Urteil erst im Laufe des Jahres 2025 zu erwarten
Mit Urteilen noch im Jahr 2024 ist nicht zu rechnen. Alle drei Gerichtsstandorte gehen davon aus, dass sich die Verhandlung gegen die mutmaßlich kriminellen „Reichsbürger“ mindestens in den Januar, womöglich sogar bis weit ins Jahr 2025 hineinziehen wird. In Stuttgart und Frankfurt wurden bislang knapp 50 Termine zur Hauptverhandlung anberaumt, in München sogar 55.

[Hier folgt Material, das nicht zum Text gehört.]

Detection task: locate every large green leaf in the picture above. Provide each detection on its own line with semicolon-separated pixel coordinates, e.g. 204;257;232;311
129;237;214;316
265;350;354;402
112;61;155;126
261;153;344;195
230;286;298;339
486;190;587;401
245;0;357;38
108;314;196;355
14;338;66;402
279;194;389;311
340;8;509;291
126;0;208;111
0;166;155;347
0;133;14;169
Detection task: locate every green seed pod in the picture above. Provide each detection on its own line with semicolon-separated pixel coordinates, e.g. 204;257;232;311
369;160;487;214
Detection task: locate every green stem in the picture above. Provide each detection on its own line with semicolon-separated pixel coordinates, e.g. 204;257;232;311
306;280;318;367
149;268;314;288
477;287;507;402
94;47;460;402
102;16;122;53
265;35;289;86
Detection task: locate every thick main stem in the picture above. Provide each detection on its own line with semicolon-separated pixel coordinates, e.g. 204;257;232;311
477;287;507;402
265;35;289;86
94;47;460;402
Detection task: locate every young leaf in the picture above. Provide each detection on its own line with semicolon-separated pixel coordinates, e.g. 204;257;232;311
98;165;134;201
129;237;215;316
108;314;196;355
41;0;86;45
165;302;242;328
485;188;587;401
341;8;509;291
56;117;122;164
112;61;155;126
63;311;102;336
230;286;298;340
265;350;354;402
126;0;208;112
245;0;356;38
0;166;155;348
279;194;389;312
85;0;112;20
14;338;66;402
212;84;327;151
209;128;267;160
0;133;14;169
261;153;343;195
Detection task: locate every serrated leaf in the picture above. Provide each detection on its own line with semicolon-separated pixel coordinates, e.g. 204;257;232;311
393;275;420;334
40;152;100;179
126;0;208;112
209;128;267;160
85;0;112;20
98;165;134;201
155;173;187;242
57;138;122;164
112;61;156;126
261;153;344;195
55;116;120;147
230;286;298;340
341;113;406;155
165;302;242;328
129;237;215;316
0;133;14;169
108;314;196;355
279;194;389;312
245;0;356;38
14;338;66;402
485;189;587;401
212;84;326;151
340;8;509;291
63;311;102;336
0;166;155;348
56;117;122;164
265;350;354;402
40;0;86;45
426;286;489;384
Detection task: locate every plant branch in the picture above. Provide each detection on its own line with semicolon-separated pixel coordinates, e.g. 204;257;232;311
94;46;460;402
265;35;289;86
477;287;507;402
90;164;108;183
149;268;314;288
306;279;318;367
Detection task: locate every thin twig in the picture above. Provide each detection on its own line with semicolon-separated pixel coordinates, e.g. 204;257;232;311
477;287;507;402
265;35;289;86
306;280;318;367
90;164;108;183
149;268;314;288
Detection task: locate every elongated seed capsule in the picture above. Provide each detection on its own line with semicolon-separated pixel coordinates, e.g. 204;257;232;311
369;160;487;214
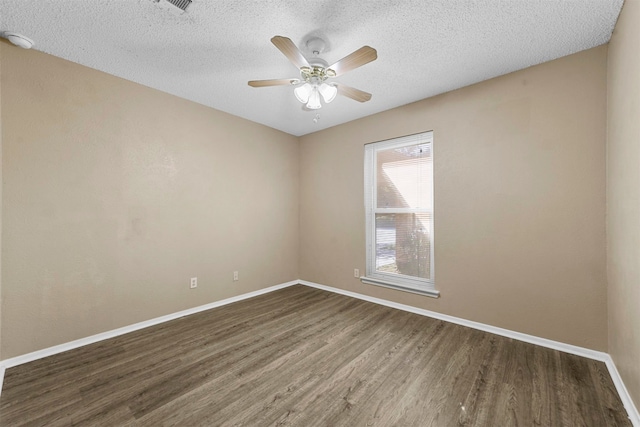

Die Angeklagten sollen sich laut GBA Ende Juli 2021 zusammengeschlossen haben, um „die bestehende staatliche Ordnung in Deutschland gewaltsam zu beseitigen und durch eine eigene, bereits in Grundzügen ausgearbeitete Staatsform zu ersetzen“. Konkrete Planungen zu einem Umsturz habe es seit August 2021 gegeben. Rund 3.000 Sicherheitskräfte waren am frühen Morgen des 7. Dezember 2022 ausgerückt, um die Revolutionäre medienwirksam festzunehmen. Das Gedankengebäude der „Reichsbürger“ um Heinrich XIII. Prinz Reuß beschreibt die GBA wie folgt:
Die Angehörigen der Vereinigung verband eine tiefe Ablehnung der staatlichen Institutionen und der freiheitlich demokratischen Grundordnung. Sie folgten einem Konglomerat aus Verschwörungsmythen, bestehend aus Narrativen der sog. Reichsbürger- und Selbstverwalterszene sowie der QAnon-Ideologie. So waren sie fest davon überzeugt, dass Deutschland derzeit von Angehörigen eines sog. ‚Deep State‘ regiert werde. Befreiung verspreche die sog. ‚Allianz‘, ein – tatsächlich nicht existierender – technisch überlegener Geheimbund von Regierungen, Nachrichtendiensten und Militärs verschiedener Staaten einschließlich der Russischen Föderation sowie der Vereinigten Staaten von Amerika.“
2022: BfV zählt 23.000 „Reichsbürger“
In Deutschland rechnete das Bundesamt für Verfassungsschutz (BfV) im Laufe des Jahres 2022 rund 23.000 Personen der Szene der sogenannten „Reichsbürger“ zu. Als „Reichsbürger“ werden im allgemeinen Sprachgebrauch Menschen bezeichnet, die die Bundesrepublik Deutschland nicht als regulären Staat im Sinn des Völkerrechts anerkennen und auch die „freiheitlich demokratische Grundordnung“ (FDGO) infrage stellen.
Zuletzt machte Ende November 2023 eine groß angelegte Razzia im Umfeld der Angehörigen des „Königreichs Deutschland“ Schlagzeilen. Bereits im Oktober 2023 hatten Einsatzkräfte in mehreren Bundesländern zahlreiche Wohnungen durchsucht, die dem Umfeld der Gruppe „Vereinte Patrioten“ zugerechnet wurden. In Wolfratshausen war im Herbst auch ein Beschuldigter festgenommen worden, der sich angeblich an einer geplanten Entführung von Bundesgesundheitsminister Karl Lauterbach (SPD) beteiligen wollte.